Rarr… Captcha!

Rarr...Captcha!

Rarr...Captcha!

Last week, those movie ticket kiosks were on my nerves.

But this week, I wanted to focus on those fun little images we all love to hate: Captcha.

You know them- the images you have to decode in order to sign up for a new account (basically to prove that you’re human).

This post is dedicated to you, little buggers, for making me feel kinda dumb sometimes.

Formally known as “”Completely Automated Public Turing test to tell Computers and Humans Apart,” captchas as we know them today are the product of crazy awesome people/researchers @ Carnegie Mellon, who came up with the crazy awesome (and long) term as well.

There are a variety of captchas out there, working to determine who is real and who’s a bot – I’m sure you’ve seen a few options, from text (words, phrases), object recognition (now in 3D), math, and other weird captchas.

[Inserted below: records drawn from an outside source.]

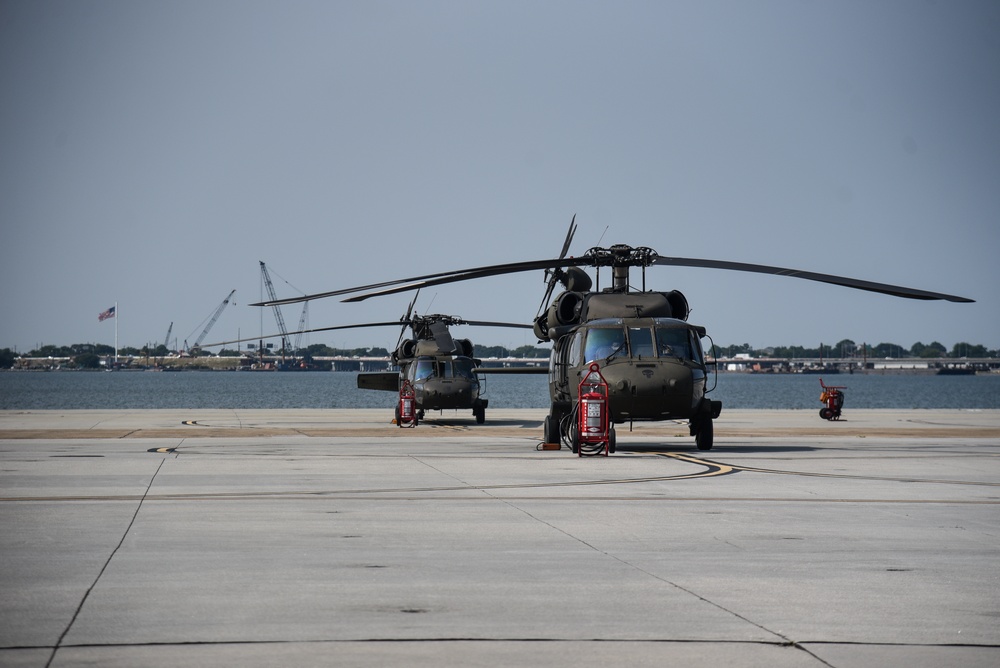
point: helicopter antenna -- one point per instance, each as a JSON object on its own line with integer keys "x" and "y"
{"x": 606, "y": 227}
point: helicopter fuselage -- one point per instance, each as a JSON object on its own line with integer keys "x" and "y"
{"x": 655, "y": 367}
{"x": 443, "y": 383}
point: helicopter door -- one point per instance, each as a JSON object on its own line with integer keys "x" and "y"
{"x": 641, "y": 342}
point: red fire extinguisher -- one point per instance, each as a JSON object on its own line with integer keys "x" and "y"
{"x": 592, "y": 431}
{"x": 406, "y": 409}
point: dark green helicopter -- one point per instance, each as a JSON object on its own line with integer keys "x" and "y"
{"x": 441, "y": 369}
{"x": 651, "y": 357}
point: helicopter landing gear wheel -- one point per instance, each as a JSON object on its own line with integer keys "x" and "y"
{"x": 550, "y": 430}
{"x": 705, "y": 433}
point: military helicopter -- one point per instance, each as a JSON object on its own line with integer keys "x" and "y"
{"x": 441, "y": 369}
{"x": 651, "y": 357}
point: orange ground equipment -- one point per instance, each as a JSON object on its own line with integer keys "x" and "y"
{"x": 833, "y": 397}
{"x": 593, "y": 435}
{"x": 406, "y": 409}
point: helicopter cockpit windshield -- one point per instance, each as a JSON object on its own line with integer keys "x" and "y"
{"x": 663, "y": 338}
{"x": 605, "y": 343}
{"x": 425, "y": 368}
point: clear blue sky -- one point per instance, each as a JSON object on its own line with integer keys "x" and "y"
{"x": 153, "y": 152}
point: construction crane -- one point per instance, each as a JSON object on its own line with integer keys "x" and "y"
{"x": 303, "y": 325}
{"x": 277, "y": 309}
{"x": 215, "y": 316}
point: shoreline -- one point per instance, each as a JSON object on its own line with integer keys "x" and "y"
{"x": 340, "y": 423}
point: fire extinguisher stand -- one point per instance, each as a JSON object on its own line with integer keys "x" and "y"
{"x": 406, "y": 409}
{"x": 592, "y": 430}
{"x": 833, "y": 397}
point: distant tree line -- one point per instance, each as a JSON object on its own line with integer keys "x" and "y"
{"x": 89, "y": 355}
{"x": 847, "y": 348}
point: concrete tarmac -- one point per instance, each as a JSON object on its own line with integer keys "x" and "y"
{"x": 333, "y": 537}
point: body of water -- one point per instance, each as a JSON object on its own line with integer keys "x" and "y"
{"x": 65, "y": 390}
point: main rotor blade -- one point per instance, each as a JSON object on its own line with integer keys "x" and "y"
{"x": 551, "y": 283}
{"x": 484, "y": 323}
{"x": 442, "y": 337}
{"x": 858, "y": 284}
{"x": 394, "y": 323}
{"x": 469, "y": 274}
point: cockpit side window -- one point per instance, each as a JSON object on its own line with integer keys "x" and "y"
{"x": 423, "y": 369}
{"x": 463, "y": 368}
{"x": 673, "y": 342}
{"x": 641, "y": 341}
{"x": 575, "y": 348}
{"x": 604, "y": 343}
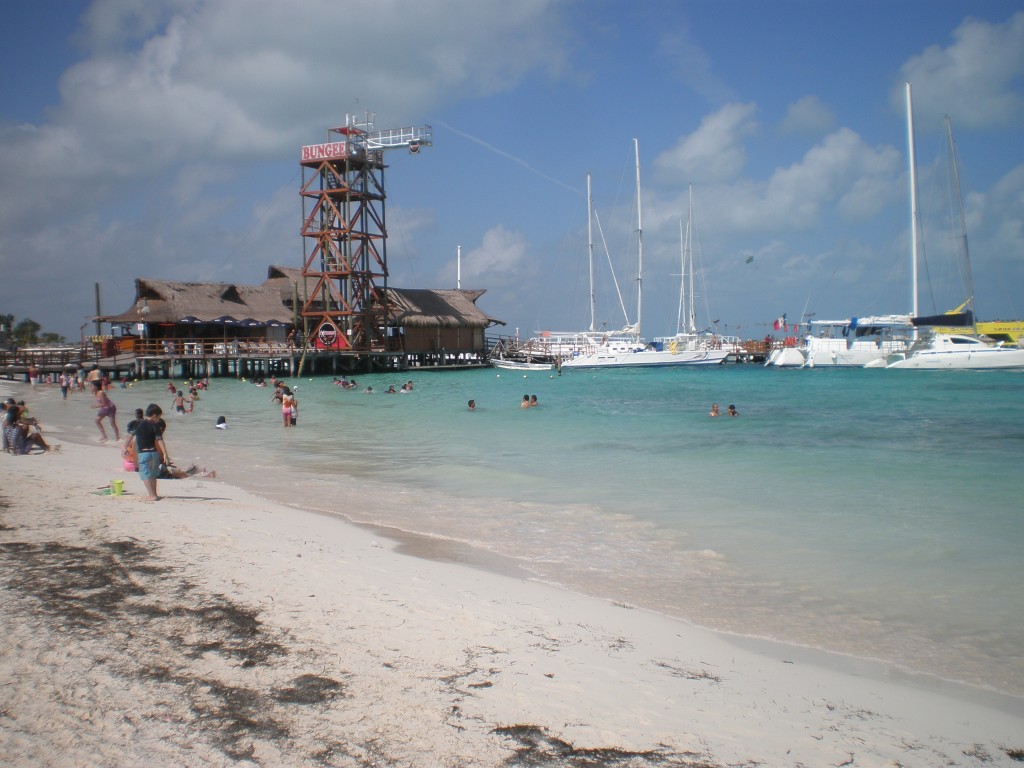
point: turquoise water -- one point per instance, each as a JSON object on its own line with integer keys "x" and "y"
{"x": 877, "y": 513}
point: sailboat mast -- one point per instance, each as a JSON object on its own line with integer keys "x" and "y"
{"x": 911, "y": 156}
{"x": 590, "y": 253}
{"x": 636, "y": 147}
{"x": 682, "y": 278}
{"x": 689, "y": 252}
{"x": 960, "y": 203}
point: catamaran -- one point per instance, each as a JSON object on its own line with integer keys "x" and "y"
{"x": 944, "y": 350}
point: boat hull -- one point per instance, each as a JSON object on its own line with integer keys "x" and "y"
{"x": 960, "y": 352}
{"x": 647, "y": 358}
{"x": 521, "y": 366}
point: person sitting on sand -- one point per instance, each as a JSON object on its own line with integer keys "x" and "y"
{"x": 20, "y": 436}
{"x": 170, "y": 472}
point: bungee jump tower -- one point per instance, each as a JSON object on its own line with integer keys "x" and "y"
{"x": 344, "y": 236}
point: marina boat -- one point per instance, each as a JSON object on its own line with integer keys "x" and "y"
{"x": 861, "y": 342}
{"x": 857, "y": 342}
{"x": 509, "y": 365}
{"x": 958, "y": 351}
{"x": 626, "y": 348}
{"x": 944, "y": 350}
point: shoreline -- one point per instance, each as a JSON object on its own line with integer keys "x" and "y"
{"x": 341, "y": 643}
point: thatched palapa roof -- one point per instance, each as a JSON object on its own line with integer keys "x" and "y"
{"x": 169, "y": 301}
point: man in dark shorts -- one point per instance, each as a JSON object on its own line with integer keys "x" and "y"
{"x": 151, "y": 446}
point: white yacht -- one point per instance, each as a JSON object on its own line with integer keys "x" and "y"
{"x": 958, "y": 351}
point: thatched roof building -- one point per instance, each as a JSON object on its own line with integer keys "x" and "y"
{"x": 163, "y": 301}
{"x": 166, "y": 303}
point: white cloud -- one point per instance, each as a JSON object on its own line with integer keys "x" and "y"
{"x": 715, "y": 151}
{"x": 502, "y": 254}
{"x": 808, "y": 115}
{"x": 974, "y": 79}
{"x": 175, "y": 101}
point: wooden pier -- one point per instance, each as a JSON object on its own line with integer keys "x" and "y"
{"x": 139, "y": 359}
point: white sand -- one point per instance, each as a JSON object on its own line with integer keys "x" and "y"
{"x": 216, "y": 628}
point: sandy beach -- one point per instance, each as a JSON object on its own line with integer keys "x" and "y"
{"x": 218, "y": 628}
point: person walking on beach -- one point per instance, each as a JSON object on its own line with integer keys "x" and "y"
{"x": 286, "y": 406}
{"x": 105, "y": 409}
{"x": 151, "y": 448}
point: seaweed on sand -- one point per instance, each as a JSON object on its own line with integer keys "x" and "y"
{"x": 309, "y": 689}
{"x": 538, "y": 749}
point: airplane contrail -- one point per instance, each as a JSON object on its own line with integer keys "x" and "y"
{"x": 507, "y": 156}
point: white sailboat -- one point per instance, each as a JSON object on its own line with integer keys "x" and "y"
{"x": 861, "y": 342}
{"x": 943, "y": 350}
{"x": 626, "y": 348}
{"x": 687, "y": 337}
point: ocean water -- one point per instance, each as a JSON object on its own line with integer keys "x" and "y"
{"x": 875, "y": 513}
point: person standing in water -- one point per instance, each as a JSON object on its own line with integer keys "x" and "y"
{"x": 105, "y": 410}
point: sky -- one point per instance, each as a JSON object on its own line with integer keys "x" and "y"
{"x": 161, "y": 139}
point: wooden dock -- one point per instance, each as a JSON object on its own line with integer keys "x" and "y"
{"x": 215, "y": 358}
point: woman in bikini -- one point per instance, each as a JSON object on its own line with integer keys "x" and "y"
{"x": 105, "y": 409}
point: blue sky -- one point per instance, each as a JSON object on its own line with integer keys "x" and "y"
{"x": 161, "y": 139}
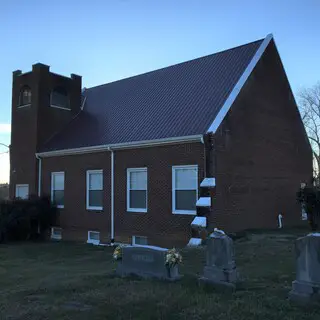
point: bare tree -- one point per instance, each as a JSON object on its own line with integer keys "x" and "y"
{"x": 309, "y": 105}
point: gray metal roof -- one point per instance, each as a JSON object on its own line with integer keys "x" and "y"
{"x": 176, "y": 101}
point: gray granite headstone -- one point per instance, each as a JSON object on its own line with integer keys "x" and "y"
{"x": 220, "y": 269}
{"x": 306, "y": 287}
{"x": 146, "y": 261}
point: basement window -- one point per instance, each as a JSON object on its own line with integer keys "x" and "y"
{"x": 139, "y": 241}
{"x": 56, "y": 233}
{"x": 93, "y": 237}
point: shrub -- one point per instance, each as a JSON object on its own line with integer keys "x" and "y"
{"x": 26, "y": 219}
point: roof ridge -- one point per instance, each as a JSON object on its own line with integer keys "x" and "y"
{"x": 176, "y": 64}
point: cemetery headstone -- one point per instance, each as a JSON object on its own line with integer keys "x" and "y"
{"x": 306, "y": 287}
{"x": 220, "y": 270}
{"x": 146, "y": 261}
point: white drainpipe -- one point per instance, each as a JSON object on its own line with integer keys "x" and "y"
{"x": 280, "y": 220}
{"x": 112, "y": 196}
{"x": 39, "y": 175}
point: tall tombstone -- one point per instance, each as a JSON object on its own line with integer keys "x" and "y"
{"x": 220, "y": 269}
{"x": 306, "y": 287}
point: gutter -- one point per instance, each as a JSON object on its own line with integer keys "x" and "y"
{"x": 120, "y": 146}
{"x": 112, "y": 196}
{"x": 39, "y": 174}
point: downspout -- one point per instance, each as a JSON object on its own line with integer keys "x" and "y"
{"x": 39, "y": 175}
{"x": 39, "y": 185}
{"x": 112, "y": 196}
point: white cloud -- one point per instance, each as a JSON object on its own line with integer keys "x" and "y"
{"x": 5, "y": 128}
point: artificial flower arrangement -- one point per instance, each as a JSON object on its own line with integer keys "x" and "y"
{"x": 117, "y": 254}
{"x": 173, "y": 258}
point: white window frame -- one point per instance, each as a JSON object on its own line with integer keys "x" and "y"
{"x": 64, "y": 182}
{"x": 59, "y": 107}
{"x": 92, "y": 241}
{"x": 174, "y": 210}
{"x": 129, "y": 171}
{"x": 22, "y": 186}
{"x": 87, "y": 189}
{"x": 138, "y": 245}
{"x": 56, "y": 237}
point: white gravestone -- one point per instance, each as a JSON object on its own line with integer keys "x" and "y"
{"x": 146, "y": 261}
{"x": 306, "y": 287}
{"x": 220, "y": 269}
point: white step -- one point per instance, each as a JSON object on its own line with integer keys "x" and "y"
{"x": 208, "y": 183}
{"x": 204, "y": 202}
{"x": 199, "y": 222}
{"x": 194, "y": 242}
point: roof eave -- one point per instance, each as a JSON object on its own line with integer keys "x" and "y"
{"x": 120, "y": 146}
{"x": 239, "y": 85}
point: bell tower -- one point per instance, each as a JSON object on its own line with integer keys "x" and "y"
{"x": 43, "y": 103}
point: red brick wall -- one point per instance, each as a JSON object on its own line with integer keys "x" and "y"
{"x": 33, "y": 125}
{"x": 158, "y": 224}
{"x": 262, "y": 153}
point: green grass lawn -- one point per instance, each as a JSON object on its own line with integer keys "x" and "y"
{"x": 76, "y": 281}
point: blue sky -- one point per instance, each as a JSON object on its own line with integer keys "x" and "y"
{"x": 113, "y": 39}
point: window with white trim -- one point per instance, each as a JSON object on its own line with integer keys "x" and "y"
{"x": 93, "y": 237}
{"x": 59, "y": 98}
{"x": 57, "y": 189}
{"x": 94, "y": 189}
{"x": 137, "y": 190}
{"x": 25, "y": 96}
{"x": 184, "y": 189}
{"x": 56, "y": 233}
{"x": 22, "y": 191}
{"x": 139, "y": 241}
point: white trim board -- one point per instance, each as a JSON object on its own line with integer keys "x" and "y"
{"x": 118, "y": 146}
{"x": 239, "y": 85}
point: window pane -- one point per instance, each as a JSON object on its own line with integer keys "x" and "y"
{"x": 25, "y": 97}
{"x": 186, "y": 179}
{"x": 59, "y": 98}
{"x": 138, "y": 180}
{"x": 95, "y": 198}
{"x": 95, "y": 181}
{"x": 58, "y": 197}
{"x": 58, "y": 181}
{"x": 186, "y": 199}
{"x": 22, "y": 192}
{"x": 143, "y": 241}
{"x": 94, "y": 236}
{"x": 138, "y": 199}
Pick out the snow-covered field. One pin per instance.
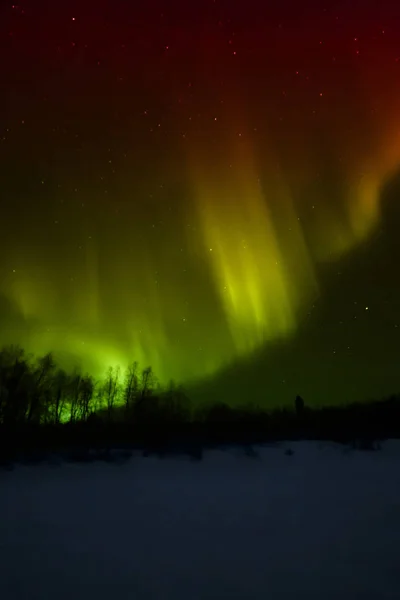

Some captchas use their power for good (like reCaptcha’s goal of digitizing scanned texts) and others for evil (like trading captcha solving for porn).

Even though they’re frustrating and kindof annoying sometimes, I just think about how wild the Internet would be without them. Maybe my next rant of the week should be focused on those pesky bots.

In Summary: hey, I’m no Wolfram Alpha, but I matter too.